Cancer cells may spread to other parts of the body. Normal cells know their place in the body and stay put. Metastatic cancer cells start spreading to other parts of the body. For example, cancer may develop in the lungs and spread to the liver. If this spread occurs, it’s known as metastatic lung cancer, not liver cancer.
Hundreds of millions of cells make up the human body. It’s normal for some of those cells to be abnormal, but the body has a series of processes to protect people from them. Cancer cells are evasive. They bypass the body’s internal protections and buffers. But how do they do it?
It comes down to genetics. Genes control the way cells divide and grow and when they die. Sometimes, a cell changes—or mutates—when it divides. Genetic changes to cells may happen if the following things occur.
Patients inherit them from their parents. Some cancers, such as breast cancer and ovarian cancer, run in families. The inherited gene mutation is in the egg or sperm at conception. The sperm fertilizes the egg and forms one cell. That cell divides, and the genetic mutation ends up in every single cell.
These mutations often happen in tumor suppressor genes, which typically help ensure cells divide and die at the right time. Tumor suppressor genes also fix DNA mistakes.

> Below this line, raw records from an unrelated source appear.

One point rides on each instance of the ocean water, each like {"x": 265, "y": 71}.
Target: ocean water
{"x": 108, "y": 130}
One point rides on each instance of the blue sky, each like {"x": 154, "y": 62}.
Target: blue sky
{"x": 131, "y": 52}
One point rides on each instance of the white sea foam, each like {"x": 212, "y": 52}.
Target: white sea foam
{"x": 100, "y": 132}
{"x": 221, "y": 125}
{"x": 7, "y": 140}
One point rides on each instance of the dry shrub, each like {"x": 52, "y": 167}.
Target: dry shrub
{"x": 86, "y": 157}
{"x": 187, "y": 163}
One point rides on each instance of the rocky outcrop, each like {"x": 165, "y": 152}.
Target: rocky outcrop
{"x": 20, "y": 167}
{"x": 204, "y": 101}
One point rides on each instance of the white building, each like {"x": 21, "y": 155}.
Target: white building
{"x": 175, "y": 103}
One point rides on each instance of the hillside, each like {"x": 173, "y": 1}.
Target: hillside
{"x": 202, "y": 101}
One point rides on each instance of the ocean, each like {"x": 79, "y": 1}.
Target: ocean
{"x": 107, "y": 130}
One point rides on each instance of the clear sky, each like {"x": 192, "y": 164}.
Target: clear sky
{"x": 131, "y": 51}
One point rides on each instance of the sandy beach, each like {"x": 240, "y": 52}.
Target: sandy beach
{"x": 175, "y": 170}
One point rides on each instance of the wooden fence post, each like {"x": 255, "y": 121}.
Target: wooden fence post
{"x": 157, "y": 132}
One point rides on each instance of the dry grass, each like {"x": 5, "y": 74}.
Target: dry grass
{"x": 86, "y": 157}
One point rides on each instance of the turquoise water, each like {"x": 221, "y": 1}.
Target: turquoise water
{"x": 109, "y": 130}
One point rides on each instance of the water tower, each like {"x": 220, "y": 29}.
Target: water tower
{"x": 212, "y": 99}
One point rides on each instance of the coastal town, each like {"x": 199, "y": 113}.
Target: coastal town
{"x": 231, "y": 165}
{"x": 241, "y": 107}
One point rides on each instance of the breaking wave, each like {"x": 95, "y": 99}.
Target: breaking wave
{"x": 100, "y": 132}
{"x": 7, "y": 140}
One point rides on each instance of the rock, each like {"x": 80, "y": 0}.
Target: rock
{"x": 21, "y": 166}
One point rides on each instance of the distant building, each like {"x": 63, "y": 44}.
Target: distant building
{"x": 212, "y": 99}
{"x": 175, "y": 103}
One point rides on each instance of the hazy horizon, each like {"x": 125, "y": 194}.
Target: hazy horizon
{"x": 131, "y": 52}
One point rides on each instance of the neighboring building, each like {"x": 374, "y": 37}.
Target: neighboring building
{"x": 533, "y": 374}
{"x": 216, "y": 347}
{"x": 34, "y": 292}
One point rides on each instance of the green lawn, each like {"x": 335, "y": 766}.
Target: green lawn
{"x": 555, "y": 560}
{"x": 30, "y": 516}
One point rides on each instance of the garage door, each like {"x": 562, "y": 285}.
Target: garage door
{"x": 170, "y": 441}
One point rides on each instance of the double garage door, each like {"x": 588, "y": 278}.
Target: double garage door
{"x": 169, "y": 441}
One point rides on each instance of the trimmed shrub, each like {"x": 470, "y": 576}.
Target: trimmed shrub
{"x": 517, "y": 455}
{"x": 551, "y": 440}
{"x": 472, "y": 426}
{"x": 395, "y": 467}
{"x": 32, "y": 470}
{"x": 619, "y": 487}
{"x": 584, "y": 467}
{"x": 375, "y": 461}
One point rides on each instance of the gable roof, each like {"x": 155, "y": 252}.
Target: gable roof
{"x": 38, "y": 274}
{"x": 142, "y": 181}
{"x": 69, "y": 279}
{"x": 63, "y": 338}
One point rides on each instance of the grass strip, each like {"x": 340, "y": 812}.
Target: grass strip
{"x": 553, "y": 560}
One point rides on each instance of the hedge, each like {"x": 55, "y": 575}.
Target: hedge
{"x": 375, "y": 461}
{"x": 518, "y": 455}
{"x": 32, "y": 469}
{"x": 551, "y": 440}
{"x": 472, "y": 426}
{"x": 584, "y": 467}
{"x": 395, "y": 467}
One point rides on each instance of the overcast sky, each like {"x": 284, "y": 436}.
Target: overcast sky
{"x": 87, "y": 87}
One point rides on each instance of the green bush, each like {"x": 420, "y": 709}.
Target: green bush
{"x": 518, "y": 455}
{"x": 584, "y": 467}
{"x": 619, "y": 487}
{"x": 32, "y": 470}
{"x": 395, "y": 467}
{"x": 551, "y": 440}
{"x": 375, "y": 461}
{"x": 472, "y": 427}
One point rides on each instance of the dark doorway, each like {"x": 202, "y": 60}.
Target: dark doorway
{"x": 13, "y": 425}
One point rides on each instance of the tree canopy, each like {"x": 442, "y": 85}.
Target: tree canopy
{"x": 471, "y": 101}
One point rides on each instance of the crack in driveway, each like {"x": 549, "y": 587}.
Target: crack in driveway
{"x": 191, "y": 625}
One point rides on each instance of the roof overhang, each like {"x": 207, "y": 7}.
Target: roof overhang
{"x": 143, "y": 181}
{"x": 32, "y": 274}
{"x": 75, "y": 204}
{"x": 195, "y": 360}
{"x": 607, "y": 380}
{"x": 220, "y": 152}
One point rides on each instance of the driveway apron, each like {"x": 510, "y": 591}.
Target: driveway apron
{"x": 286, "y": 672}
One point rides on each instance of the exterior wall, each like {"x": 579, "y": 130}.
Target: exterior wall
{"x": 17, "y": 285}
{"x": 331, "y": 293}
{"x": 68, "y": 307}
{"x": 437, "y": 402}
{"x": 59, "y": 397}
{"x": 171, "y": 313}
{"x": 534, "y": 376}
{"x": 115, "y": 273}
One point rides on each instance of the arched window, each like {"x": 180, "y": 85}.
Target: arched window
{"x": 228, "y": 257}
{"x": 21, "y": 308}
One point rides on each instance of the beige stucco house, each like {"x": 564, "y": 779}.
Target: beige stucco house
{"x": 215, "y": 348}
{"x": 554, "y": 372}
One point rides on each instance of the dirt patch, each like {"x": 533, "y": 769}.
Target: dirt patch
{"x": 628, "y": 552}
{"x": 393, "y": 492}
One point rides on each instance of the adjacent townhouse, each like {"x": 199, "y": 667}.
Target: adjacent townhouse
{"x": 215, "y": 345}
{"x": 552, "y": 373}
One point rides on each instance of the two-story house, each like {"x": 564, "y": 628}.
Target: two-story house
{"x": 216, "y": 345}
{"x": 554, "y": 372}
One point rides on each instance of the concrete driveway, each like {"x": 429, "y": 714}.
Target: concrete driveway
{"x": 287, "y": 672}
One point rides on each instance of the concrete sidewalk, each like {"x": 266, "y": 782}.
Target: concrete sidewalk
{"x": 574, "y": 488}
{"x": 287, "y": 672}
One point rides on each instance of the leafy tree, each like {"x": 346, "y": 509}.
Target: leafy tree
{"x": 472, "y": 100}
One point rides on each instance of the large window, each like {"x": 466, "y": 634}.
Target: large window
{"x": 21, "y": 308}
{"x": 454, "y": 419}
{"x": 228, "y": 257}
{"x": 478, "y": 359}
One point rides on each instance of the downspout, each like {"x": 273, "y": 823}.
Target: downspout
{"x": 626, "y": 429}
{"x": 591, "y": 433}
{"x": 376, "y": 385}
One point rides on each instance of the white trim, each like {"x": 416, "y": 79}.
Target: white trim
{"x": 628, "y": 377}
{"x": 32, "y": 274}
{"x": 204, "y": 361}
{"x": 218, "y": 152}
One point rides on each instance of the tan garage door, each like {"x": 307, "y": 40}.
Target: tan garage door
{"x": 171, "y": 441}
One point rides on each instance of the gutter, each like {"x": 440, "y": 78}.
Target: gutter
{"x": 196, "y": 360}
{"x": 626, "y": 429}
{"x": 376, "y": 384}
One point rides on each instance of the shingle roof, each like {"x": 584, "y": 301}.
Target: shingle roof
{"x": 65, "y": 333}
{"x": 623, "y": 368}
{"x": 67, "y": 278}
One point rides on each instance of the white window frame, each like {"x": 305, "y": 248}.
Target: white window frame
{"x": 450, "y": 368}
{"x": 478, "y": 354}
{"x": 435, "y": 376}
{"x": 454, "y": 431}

But if there are inherited mutations in these tumor suppressor genes, that may not happen.
Patients acquire them. Most cancers happen through acquired—or somatic—mutation. Instead of inheriting these mutations, they’re picked up throughout the person's life through environmental exposures. For example, smoking, secondhand smoke and ultraviolet rays from the sun may cause cancers by damaging DNA. When DNA is damaged, it may allow a cancer cell or small group of cancerous cells to grow, emerge and divide.

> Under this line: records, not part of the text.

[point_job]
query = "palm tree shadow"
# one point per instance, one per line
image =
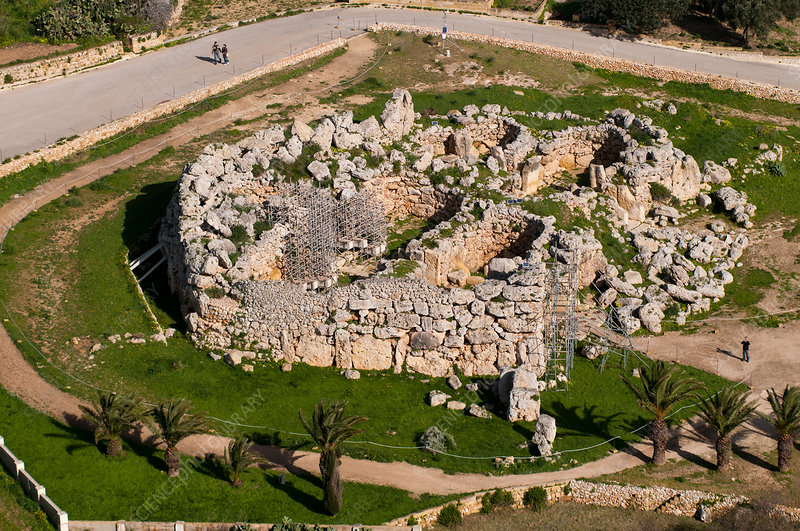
(583, 419)
(312, 503)
(753, 459)
(214, 467)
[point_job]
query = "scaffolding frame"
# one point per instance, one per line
(319, 227)
(561, 317)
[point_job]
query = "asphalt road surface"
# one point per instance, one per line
(37, 115)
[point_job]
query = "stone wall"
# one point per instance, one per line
(472, 504)
(60, 65)
(665, 500)
(664, 73)
(481, 6)
(85, 140)
(140, 43)
(16, 469)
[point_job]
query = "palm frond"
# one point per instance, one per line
(112, 415)
(727, 409)
(175, 422)
(329, 425)
(660, 388)
(785, 410)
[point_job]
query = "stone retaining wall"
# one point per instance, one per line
(472, 504)
(16, 469)
(58, 152)
(61, 65)
(664, 73)
(664, 500)
(481, 6)
(95, 525)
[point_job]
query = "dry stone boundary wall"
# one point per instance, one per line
(659, 499)
(90, 138)
(664, 73)
(61, 65)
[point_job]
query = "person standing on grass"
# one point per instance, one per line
(215, 52)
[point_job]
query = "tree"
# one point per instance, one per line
(329, 427)
(112, 415)
(238, 456)
(786, 421)
(752, 16)
(724, 412)
(660, 389)
(635, 15)
(173, 424)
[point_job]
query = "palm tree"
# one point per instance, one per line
(238, 457)
(329, 427)
(786, 408)
(724, 412)
(173, 424)
(112, 415)
(662, 387)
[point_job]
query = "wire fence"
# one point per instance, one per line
(49, 195)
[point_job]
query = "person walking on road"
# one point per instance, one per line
(215, 52)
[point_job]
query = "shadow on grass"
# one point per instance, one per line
(143, 216)
(312, 503)
(82, 433)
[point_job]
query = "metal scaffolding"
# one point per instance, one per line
(362, 224)
(614, 339)
(561, 317)
(319, 226)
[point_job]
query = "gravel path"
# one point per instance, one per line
(44, 112)
(773, 354)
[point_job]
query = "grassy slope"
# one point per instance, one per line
(90, 487)
(102, 301)
(18, 511)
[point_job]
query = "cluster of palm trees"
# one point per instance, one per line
(662, 386)
(173, 421)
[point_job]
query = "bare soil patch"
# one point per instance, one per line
(31, 50)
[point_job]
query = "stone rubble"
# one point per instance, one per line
(430, 311)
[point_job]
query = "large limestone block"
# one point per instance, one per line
(315, 351)
(372, 354)
(398, 114)
(532, 176)
(545, 434)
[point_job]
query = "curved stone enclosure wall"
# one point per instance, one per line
(467, 294)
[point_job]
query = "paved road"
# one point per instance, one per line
(37, 115)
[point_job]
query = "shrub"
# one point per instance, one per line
(496, 500)
(777, 169)
(435, 440)
(215, 292)
(449, 516)
(535, 498)
(660, 193)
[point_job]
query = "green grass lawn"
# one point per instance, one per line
(17, 510)
(134, 487)
(52, 302)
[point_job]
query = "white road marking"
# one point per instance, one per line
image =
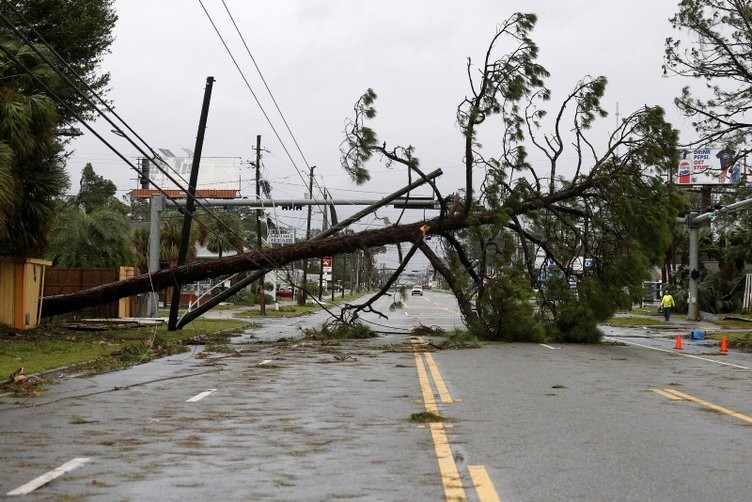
(200, 396)
(49, 476)
(724, 363)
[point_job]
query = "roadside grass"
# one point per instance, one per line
(53, 346)
(735, 340)
(636, 321)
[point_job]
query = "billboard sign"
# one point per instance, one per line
(326, 262)
(214, 173)
(709, 166)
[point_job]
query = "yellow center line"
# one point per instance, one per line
(483, 485)
(710, 405)
(425, 385)
(440, 386)
(450, 476)
(666, 394)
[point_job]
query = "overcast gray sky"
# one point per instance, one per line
(319, 56)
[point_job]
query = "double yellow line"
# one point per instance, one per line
(450, 476)
(675, 395)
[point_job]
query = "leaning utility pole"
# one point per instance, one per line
(336, 227)
(262, 289)
(190, 204)
(303, 292)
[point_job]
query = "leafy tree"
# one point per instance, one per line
(593, 198)
(96, 192)
(80, 31)
(594, 207)
(99, 238)
(716, 51)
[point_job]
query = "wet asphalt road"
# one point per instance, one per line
(287, 419)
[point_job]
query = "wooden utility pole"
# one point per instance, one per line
(190, 205)
(302, 293)
(262, 289)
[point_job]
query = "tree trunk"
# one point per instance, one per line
(254, 260)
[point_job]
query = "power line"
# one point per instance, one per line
(91, 103)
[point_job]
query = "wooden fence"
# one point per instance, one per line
(70, 280)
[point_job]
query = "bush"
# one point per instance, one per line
(506, 312)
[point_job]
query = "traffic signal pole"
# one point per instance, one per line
(694, 221)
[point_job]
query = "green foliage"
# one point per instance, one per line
(96, 239)
(340, 331)
(225, 233)
(81, 33)
(459, 339)
(361, 141)
(32, 175)
(714, 38)
(505, 311)
(95, 191)
(574, 323)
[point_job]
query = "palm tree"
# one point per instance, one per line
(225, 234)
(32, 175)
(97, 239)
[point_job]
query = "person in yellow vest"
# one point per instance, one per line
(667, 303)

Though cancer cells may trick the body and hide, doctors have various ways to detect and diagnose cancer, including those listed below.

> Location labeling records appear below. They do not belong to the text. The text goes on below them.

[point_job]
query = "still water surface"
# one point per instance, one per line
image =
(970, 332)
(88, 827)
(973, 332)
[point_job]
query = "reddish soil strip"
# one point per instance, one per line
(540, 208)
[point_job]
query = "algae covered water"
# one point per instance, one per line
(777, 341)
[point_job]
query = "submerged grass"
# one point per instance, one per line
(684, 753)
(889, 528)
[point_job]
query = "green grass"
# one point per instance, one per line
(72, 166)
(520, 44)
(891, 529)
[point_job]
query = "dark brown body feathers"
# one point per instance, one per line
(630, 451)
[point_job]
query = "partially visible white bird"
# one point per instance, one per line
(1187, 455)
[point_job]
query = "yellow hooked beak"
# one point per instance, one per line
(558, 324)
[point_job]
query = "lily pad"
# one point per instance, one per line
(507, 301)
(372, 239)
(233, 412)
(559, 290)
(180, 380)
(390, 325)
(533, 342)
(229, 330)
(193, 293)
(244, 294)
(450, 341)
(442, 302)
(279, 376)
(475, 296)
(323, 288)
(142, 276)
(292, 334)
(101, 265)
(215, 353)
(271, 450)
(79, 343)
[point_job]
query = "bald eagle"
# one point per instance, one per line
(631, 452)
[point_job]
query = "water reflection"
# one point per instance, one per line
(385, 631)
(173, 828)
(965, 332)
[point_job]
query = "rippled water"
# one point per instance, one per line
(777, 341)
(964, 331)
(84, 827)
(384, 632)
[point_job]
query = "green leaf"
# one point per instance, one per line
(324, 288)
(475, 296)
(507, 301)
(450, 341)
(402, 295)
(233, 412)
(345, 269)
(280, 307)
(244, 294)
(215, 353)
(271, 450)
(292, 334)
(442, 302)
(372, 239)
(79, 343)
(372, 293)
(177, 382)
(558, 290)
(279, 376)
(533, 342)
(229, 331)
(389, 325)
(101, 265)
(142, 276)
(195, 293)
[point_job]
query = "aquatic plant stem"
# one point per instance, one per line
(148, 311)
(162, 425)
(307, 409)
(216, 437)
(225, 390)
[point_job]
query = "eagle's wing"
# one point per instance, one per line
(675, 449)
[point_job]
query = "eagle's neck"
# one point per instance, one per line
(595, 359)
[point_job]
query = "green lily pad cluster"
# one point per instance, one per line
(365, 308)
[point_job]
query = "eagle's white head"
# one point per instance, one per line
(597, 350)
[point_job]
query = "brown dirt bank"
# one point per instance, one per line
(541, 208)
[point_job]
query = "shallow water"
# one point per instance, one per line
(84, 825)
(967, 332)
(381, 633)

Laboratory tests. Cancer patients often have high or low levels of certain substances. Urine and blood tests may detect these substances. It’s important to note that having an abnormal test result doesn’t mean that a patient has cancer. The care team may contact the patient about the findings and next steps.
Imaging tests. Computed tomography (CT) scans, magnetic resonance imaging (MRI) scans, ultrasounds, positron emission tomography (PET) scans, bone scans, X-rays and nuclear scans are some of the imaging tests the care team may use to detect cancer.
Biopsies. Doctors typically perform a biopsy to diagnose cancer. During a biopsy, the doctor removes a small sample of tissue. The tissue is examined under a microscope and goes through a series of tests. The care team may get a biopsy sample with a needle, through surgery, or through a procedure where a thin tube with a light and camera is inserted into the body. Tools may be sent through the tube in order to take a sample of tissue for testing.